Upgrade KEDA using the same Helm chart with KEDA downgraded to 1.3.0 using values:

image:
  keda: docker.io/kedacore/keda:1.3.0
  metricsAdapter: docker.io/kedacore/keda-metrics-adapter:1.3.0

and watch that KEDA scales the deployment to zero and again up from zero when the metric becomes positive as expected.

Specifications

KEDA Version: 1.4.0
Platform & Version: linux/amd64
Kubernetes Version: 1.15 (1.15.9-gke.24)
Scaler(s): Prometheus

bug scaler-prometheus

Source

hmoravec

All 13 comments

Could you please rerun 1.4.0 with debug log level on KEDA operator? https://github.com/kedacore/keda#setting-log-levels (or set it in the chart).

zroubalik on 22 Apr 2020

And paste here your ScaledObject please.

zroubalik on 22 Apr 2020

apiVersion: keda.k8s.io/v1alpha1
kind: ScaledObject
metadata:
  name: prometheus-scaling
  labels:
    deploymentName: worker
spec:
  scaleTargetRef:
    deploymentName: worker
  pollingInterval: 30
  cooldownPeriod:  60
  minReplicaCount: 0
  maxReplicaCount: 2
  triggers:
  - type: prometheus
    metadata:
      serverAddress: http://prometheus-server.monitoring.svc.cluster.local:9090
      metricName: queue_length
      threshold: '120'
      query: avg_over_time(worker_queue_length[5m])

I don't see anything suspicious in keda-logs.txt, except the last line
I0423 05:18:21.328041 1 wrap.go:47] GET /openapi/v2: (3.086429ms) 404 [ 172.16.0.23:33094]

KEDA scales replica to 1 from 0 even though the Prometheus metric is zero:
{"level":"info","ts":1587618899.730634,"logger":"scalehandler","msg":"Successfully updated deployment","ScaledObject.Namespace":"staging","ScaledObject.Name":"prometheus-scaling","ScaledObject.ScaleType":"deployment","Deployment.Namespace":"staging","Deployment.Name":"worker","Original Replicas Count":0,"New Replicas Count":1}

hmoravec on 23 Apr 2020

👍1

It seems like this regression was brought by this change: https://github.com/kedacore/keda/pull/695/files#diff-a63ae5a2f6036b9f3bc750d5fe46437cR105

@droessmj what did you do this particular change? ie.
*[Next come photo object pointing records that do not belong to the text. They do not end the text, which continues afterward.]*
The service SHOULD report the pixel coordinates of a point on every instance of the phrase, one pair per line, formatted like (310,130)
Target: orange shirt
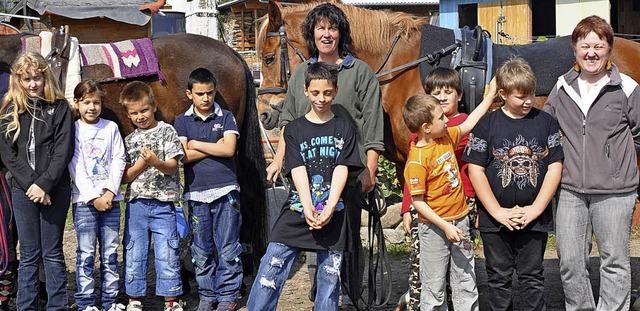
(432,171)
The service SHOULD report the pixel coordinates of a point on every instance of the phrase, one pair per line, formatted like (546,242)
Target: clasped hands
(37,195)
(317,220)
(103,203)
(516,218)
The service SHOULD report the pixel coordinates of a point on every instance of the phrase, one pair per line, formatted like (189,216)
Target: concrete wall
(570,12)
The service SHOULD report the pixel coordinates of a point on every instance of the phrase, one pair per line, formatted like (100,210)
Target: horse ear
(275,16)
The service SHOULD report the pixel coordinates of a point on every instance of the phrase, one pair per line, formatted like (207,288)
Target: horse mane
(371,30)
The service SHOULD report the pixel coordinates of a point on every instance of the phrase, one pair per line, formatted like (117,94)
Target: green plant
(388,181)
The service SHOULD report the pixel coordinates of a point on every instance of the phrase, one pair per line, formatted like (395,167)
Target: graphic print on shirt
(95,150)
(518,161)
(319,153)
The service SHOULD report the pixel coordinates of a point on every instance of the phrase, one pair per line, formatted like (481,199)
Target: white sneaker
(134,306)
(176,307)
(117,307)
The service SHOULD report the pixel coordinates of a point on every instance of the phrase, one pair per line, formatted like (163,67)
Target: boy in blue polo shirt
(209,134)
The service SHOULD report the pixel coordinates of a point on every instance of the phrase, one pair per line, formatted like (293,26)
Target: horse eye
(269,59)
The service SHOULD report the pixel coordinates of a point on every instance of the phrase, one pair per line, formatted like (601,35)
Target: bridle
(285,67)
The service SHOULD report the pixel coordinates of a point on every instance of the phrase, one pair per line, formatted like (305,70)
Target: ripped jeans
(274,271)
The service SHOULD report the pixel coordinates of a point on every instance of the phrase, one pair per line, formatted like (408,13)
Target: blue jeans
(608,217)
(274,271)
(145,218)
(216,230)
(40,230)
(437,255)
(93,226)
(520,251)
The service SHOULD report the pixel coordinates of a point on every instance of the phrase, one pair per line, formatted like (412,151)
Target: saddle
(472,62)
(58,58)
(471,57)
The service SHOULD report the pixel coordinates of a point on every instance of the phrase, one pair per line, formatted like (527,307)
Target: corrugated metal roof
(355,2)
(126,11)
(391,2)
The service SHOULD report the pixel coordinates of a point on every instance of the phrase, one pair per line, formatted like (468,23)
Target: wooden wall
(101,30)
(629,17)
(518,20)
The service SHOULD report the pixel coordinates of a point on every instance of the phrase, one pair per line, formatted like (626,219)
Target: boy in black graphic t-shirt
(321,149)
(515,165)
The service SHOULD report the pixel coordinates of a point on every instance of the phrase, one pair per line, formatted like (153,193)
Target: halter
(285,68)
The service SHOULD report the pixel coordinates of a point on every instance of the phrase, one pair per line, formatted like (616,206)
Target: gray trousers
(608,217)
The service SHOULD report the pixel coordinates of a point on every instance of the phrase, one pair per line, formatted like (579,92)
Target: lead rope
(379,266)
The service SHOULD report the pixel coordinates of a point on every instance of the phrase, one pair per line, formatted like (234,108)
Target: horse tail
(251,171)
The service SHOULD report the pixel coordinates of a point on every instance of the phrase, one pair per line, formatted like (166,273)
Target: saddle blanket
(127,59)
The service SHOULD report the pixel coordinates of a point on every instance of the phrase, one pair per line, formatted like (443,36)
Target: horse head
(281,47)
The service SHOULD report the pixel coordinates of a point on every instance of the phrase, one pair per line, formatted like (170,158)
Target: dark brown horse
(178,55)
(373,33)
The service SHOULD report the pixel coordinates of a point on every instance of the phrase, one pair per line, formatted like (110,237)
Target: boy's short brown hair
(515,75)
(441,78)
(419,110)
(137,91)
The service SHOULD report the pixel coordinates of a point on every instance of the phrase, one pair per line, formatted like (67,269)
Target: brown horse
(178,55)
(373,33)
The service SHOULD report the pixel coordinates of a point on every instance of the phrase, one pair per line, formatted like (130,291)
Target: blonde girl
(96,170)
(36,145)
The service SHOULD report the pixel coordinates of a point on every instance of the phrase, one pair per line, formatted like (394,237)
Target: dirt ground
(294,296)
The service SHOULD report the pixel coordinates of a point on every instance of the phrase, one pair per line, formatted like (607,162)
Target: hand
(273,170)
(453,233)
(325,216)
(493,88)
(149,156)
(100,204)
(311,216)
(192,144)
(47,199)
(368,181)
(529,214)
(406,222)
(37,195)
(508,217)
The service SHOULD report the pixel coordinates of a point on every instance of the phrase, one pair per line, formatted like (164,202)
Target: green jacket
(358,99)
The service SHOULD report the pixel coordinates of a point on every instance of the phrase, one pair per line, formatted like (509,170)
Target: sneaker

Set scaler to active even for value 0?

zroubalik on 23 Apr 2020

@zroubalik That commit updated a zero result to be non-error inducing. Based on the behavior described above I'm assuming since it's now not throwing errors, the scaler ensures 1 replica is up regardless. The "fix" I introduced just returns zero as a valid metric. If we need a special case where zero is non-error inducing but not a valid metric that can be introduced, but as-is the referenced commit just allows this code to now run for zero results:

    metric := external_metrics.ExternalMetricValue{
        MetricName: metricName,
        Value:      *resource.NewQuantity(int64(val), resource.DecimalSI),
        Timestamp:  metav1.Now(),
    }

droessmj on 23 Apr 2020

@droessmj I see, but the scaler marks itself as Active even when there is zero result. So my only concern is the change in isActive() function: return val > -1, nil. This should be on the first sight reverted back to return val > 0, nil. WDYT? As your change forces the scaler to be Active all the time, thus scaling 0<->1 doesn't work.

zroubalik on 23 Apr 2020

I believe you're correct. Reverting the isActive check while retaining the other part should resolve.

droessmj on 23 Apr 2020

@hmoravec are you able to retest the change please if I send you link to dev image later today?

zroubalik on 23 Apr 2020

Would be great if anybody with Prometheus instance could check that the fix helped, just replace the images for KEDA Operator and KEDA Metrics Server. Thanks!
docker.io/zroubalik/keda:promFix
docker.io/zroubalik/keda-metrics-adapter:promFix

zroubalik on 23 Apr 2020

@zroubalik Sure, I'll test it. Btw automatic tests are planned? :-)

hmoravec on 23 Apr 2020

We are always open for PRs ;)

But you are right, this shouldn't have slipped through. Sorry about this.